It has been a busy three years since property companies adopted the globally recognised Real estate investment trusts (Reits) dispensation – with the sector opening up more to foreign investments.
The sector’s conversion to the Reit structure from the previous property unit trust and property loan stocks – which were viewed to be thin on regulation from the JSE – has transformed the local sector.
Not only has the dispensation, which has been eight years in the making, brought local property counters in line with global tax standards – but more offshore fund managers and property punters have been betting on SA’s property market.
But this has not been to the scale expected. Chairman of the SA Reit Association Laurence Rapp says foreign investors have an appetite for funds with bigger size and liquidity. A typical fund will have a market capitalisation of US$1 billion (R15.2 billion).
“The Reit dispensation hasn’t brought benefit for the whole sector in terms of foreign investments. Foreign investors have been investing largely in bigger and top funds,” Rapp told Moneyweb on the sidelines of the SA Reit Conference 2016 on Thursday.
It is calculated that foreigners own up to 20% of SA’s listed property sector.
Latest figures show that about 36% of the FTSE/JSE South African property index is exposed to foreign currency earnings whereas the sector had no foreign exposure ten years ago.
Listed Reits have become bigger than retail and healthcare shares since the dispensation.
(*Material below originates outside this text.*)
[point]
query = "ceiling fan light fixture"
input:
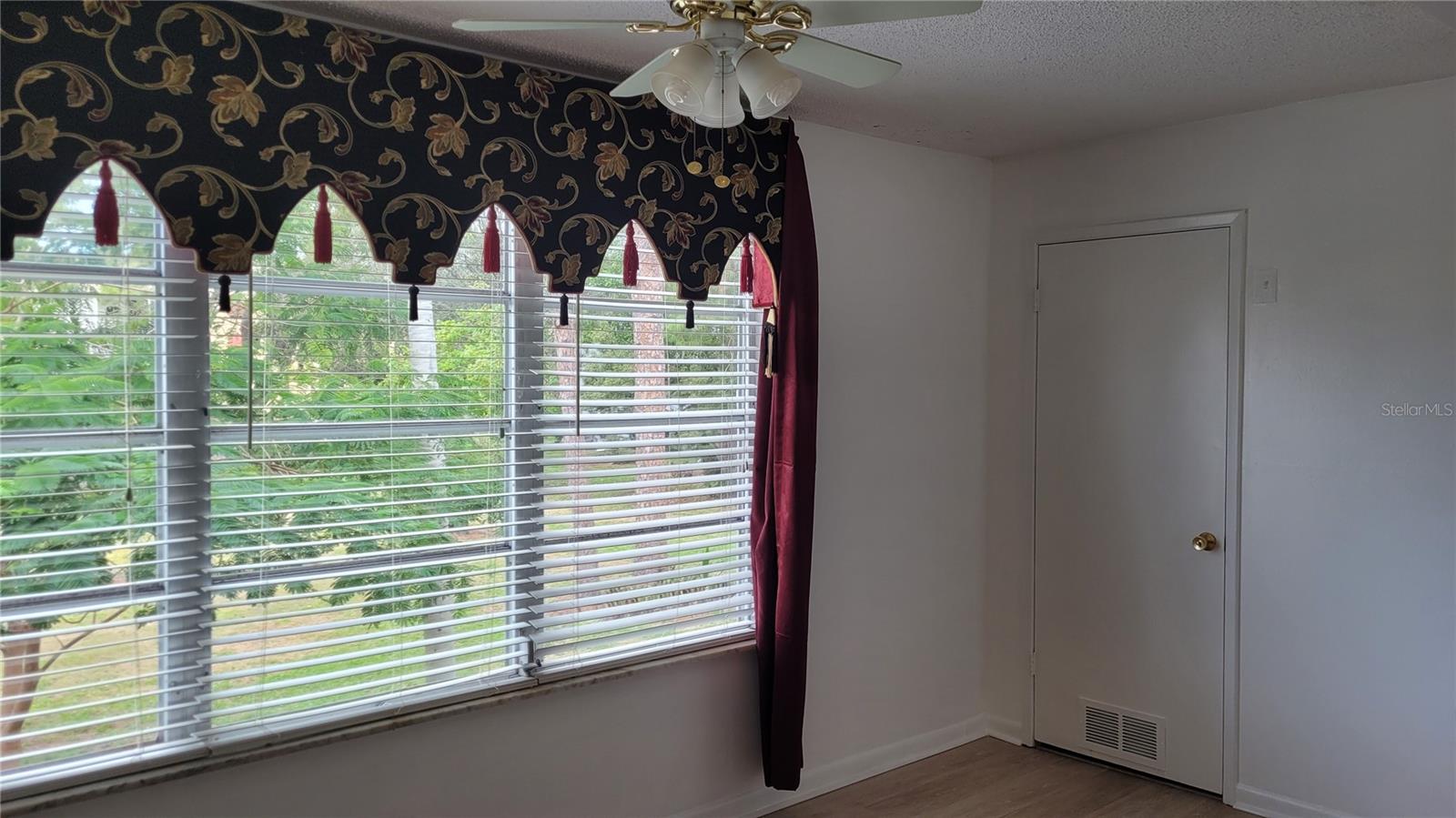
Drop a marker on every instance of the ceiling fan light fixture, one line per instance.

Recent figures from the SA Reit Association suggest that Reits account for 5.8% of the FTSE/JSE All Share Index while retail and healthcare shares account for 5.7% and 3.9% respectively.
Of the 54-odd property companies on the JSE’s real estate sector, about 20 property counters are not listed as a Reit, according to the JSE. The market capitalisation of the sector stands at more than R400 billion, with Reits representing R330 billion. “Property was seen as a stepchild on the JSE and people didn’t understand it. However, Reits have been a significant part of the JSE,” says Rapp.
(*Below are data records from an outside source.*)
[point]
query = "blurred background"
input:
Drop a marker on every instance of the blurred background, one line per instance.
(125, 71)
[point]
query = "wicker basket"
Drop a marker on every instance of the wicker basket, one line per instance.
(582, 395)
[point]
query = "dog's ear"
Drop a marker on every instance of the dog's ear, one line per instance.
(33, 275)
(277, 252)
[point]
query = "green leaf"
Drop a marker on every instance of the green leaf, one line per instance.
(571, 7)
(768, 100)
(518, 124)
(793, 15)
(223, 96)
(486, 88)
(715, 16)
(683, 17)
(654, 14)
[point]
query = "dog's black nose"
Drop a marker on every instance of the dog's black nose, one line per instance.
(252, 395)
Not only has the sector seen international investors hitching their wagons on the SA market, but local property counters have been bullish in offshore markets. SA’s worrying economy, depreciating rand and policy uncertainty are some of the factors prompting property counters to look for growth in offshore markets.
Some SA-focused counters which have made offshore investments in recent months include: Vukile Property Fund and Texton Property Fund, which invested in the UK; Tower Property Fund, which recently invested in Croatia, Redefine Properties, Attacq Limited and Hyprop Investments, which all recently made a foray into Europe.
With the Reit dispensation bringing SA’s tax regime in line with global standards, this also provided more regulation for property companies. Deputy CEO of the SA Institute of Tax Practitioners Keith Engel says the move away from property loan stocks and property unit trusts made listed property companies more transparent.
“The Reit regime makes property a liquid and transparent asset and gives investors a safe asset class,” says Engel.
Investors are guaranteed distributions (or dividend payouts) as companies are compelled to distribute more than 65% of their rental income on properties to shareholders.
“Property loan stocks and property unit trusts were working but now the sector is more formalised and more people are investing in property,” says Engel.
There is still greater scope to get more unlisted property-owning vehicles to a Reit status, but not only regulated by the JSE but the Financial Services Board as well. Unlisted property-owning vehicles include pension and life insurance funds, private investment vehicles and property syndications.
Former Minister of Finance Nhlanhla Nene in his 2015 budget speech noted that that National Treasury was working towards extending the Reit dispensation to unlisted property-owning companies. Industry players say this would level the playing fields. But since then, this has not come to fruition.